A nice solution is to set up your package to auto-compile its binary components on first load. If you do this, keep in mind that you can only count on your users having a C compiler installed on Linux. On OS X and Windows it is better to ship pre-compiled executables.




Skeleton project that auto-compiles its MathLink component


The following is a simple proof-of-concept of a package that auto-compiles its MathLink dependency using CreateExecutable. For simple projects, it is sufficient to use CreateExecutable, and you do not need a Makefile. The advantage is that it will take care of most OS-specific or compiler-specific details, so you will not need to have separate makefiles for different operating systems / compilers.
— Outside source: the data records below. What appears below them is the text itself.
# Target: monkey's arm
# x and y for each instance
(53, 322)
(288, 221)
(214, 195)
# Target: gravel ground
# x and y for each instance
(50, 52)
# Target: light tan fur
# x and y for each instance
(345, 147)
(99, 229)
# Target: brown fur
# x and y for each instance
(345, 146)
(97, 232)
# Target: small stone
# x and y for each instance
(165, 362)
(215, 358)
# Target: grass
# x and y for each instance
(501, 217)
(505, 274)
To set up the project, create the following directory structure


AddTwo
|
|- Kernel
| |
| \- init.m

|
|- AddTwo.m
|
|- Sources
| |
| |- addtwo.tm
| |
| \- addtwo.c
|
\- addtwoprog

|
\

Here addtwoprog must be an empty directory. This is where the MathLink executables will be saved.
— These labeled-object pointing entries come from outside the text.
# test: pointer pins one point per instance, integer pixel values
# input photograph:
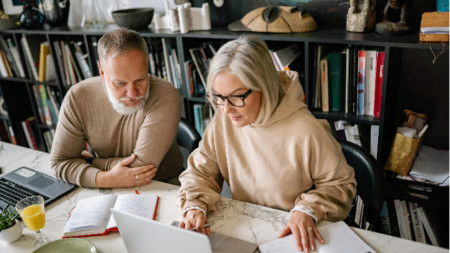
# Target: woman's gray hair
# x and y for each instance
(120, 41)
(249, 59)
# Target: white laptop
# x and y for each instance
(145, 235)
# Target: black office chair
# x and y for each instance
(369, 178)
(187, 139)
The parent of the top-level AddTwo directory (not AddTwo itself!) must be in the $Path.


addtwo.tm and addtwo.c must be copied from the location opened by


SystemOpen@
FileNameJoin[{$InstallationDirectory, "SystemFiles", "Links",
"MathLink", "DeveloperKit", $SystemID, "MathLinkExamples"}]


If this location contains addtwo.cxx instead of addtwo.c, simply rename it to addtwo.c after copying.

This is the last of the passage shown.